Deretan panelis lain yang merupakan ahli dalam bidang sirkulariti juga hadir dalam diskusi tersebut, antara lain: Amalia Adininggar Widiasanti, Deputi Bidang Kemaritiman dan Sumber Daya Alam, Kementerian PPN/BAPPENAS; Elis Masitoh, Direktur Industri Tekstil, Kulit, dan Alas Kaki, Kementerian Perindustrian; serta Gabriela Constantinou, Project and Research Danish Lifestyle & Design Cluster. Dimoderatori oleh Subkhan J. Hakim, Editor in Chief DEWI Magazine, acara yang dihadiri oleh ratusan peserta tersebut juga dihadiri tiga penanggap yang tidak kalah menarik, yaitu: Aryenda Atma, Founder Pable; Anya Sapphira, Program, Stakeholder Engagement and Public Affair Manager Production Office Indonesia; serta Basrie Kamba, Direktur Asia Pacific Rayon (APR).

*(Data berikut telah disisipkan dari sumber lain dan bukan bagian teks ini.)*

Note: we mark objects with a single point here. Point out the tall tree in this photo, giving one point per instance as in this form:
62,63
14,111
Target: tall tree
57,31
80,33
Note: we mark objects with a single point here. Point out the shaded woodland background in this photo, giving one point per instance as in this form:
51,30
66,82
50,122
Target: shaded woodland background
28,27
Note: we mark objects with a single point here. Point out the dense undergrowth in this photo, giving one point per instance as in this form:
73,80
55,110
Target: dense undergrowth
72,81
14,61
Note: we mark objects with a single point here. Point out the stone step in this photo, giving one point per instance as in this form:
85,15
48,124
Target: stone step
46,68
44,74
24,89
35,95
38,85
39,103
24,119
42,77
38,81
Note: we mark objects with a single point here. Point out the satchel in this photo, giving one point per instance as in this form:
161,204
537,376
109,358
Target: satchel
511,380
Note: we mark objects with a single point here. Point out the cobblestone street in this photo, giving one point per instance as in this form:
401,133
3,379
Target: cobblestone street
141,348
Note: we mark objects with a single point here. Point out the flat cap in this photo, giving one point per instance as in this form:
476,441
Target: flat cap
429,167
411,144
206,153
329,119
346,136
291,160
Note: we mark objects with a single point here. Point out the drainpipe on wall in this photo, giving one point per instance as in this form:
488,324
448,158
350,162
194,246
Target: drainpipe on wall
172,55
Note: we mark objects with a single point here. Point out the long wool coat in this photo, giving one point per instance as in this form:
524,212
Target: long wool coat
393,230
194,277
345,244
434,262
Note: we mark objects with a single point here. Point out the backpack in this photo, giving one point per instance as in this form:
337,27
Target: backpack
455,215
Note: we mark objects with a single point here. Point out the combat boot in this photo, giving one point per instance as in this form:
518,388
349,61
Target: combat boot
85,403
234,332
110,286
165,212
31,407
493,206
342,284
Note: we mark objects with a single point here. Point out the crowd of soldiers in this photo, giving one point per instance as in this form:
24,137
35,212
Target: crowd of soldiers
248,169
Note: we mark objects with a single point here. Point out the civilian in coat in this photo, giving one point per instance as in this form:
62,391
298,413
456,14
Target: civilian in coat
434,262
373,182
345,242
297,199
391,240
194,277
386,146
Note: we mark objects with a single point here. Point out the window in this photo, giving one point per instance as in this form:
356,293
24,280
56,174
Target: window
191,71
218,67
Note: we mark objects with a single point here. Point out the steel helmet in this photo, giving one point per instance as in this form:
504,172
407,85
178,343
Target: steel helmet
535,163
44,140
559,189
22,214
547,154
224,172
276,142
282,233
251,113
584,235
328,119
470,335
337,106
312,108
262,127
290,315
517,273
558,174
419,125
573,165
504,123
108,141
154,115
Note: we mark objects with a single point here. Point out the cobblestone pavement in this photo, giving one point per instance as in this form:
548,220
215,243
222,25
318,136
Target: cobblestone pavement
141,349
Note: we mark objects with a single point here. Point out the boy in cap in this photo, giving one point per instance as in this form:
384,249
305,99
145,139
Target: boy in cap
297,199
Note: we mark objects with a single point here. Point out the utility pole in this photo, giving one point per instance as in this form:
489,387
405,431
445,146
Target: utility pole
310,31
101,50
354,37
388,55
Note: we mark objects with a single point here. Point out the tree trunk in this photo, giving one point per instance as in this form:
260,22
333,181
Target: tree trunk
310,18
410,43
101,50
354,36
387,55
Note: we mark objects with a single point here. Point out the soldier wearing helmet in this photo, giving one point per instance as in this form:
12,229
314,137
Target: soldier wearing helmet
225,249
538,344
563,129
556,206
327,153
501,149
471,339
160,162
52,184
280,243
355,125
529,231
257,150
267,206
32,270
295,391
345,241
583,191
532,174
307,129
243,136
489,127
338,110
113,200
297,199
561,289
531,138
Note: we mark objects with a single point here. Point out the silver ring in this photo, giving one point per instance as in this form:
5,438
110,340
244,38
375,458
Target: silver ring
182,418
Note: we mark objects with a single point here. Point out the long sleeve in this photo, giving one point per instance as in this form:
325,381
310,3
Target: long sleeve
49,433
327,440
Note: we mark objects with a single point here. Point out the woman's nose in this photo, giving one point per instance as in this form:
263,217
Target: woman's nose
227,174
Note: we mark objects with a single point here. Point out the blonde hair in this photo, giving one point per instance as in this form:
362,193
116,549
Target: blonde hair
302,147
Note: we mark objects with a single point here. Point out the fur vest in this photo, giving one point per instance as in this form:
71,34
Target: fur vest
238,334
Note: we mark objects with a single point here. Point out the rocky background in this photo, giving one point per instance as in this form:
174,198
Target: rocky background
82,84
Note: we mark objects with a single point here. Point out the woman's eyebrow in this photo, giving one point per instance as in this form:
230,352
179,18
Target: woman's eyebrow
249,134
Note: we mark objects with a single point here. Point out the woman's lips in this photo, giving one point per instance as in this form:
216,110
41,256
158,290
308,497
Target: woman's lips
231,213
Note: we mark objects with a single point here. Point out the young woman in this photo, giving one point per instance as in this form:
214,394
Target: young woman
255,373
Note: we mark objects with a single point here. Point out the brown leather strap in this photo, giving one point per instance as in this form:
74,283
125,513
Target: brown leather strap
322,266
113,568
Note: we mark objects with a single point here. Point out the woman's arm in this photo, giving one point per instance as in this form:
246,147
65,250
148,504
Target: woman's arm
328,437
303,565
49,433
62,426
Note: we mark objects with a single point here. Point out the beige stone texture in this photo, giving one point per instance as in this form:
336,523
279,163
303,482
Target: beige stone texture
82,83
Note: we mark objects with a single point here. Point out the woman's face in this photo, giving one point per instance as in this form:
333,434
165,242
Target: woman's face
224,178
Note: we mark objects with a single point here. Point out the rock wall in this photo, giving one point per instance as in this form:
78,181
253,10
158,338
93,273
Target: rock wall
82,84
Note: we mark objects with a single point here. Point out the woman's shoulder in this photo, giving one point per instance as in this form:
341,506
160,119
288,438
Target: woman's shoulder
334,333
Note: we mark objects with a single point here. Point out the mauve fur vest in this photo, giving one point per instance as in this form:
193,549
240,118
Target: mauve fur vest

“The whole textile industry ini akan berubah dan Indonesia memiliki potensi yang sangat besar. Seperti digambarkan juga oleh Ellen Mc Arthur Foundation dengan analisis dari McKinsey, circular economy is the new textile economy. Kami di industri paling hulu dan sepanjang supply chain saya kira sangat komitmen untuk gerakan ini,” ujar Basrie Kamba saat merangkum dan menanggapi diskusi nasional pertama terkait sirkulariti di industri fashion itu.
Diharapkan melalui diskusi seperti ini, kesadaran pelaku industri garmen dan tekstil di Indonesia atas penerapan prinsip-prinsip berkelanjutan dapat semakin meningkat. Dengan begitu, aksi kolaborasi dari sektor industri, pemerintah, masyarakat dan lainnya dapat terbentuk hingga Indonesia pada akhirnya dapat memiliki industri fashion yang berkelanjutan.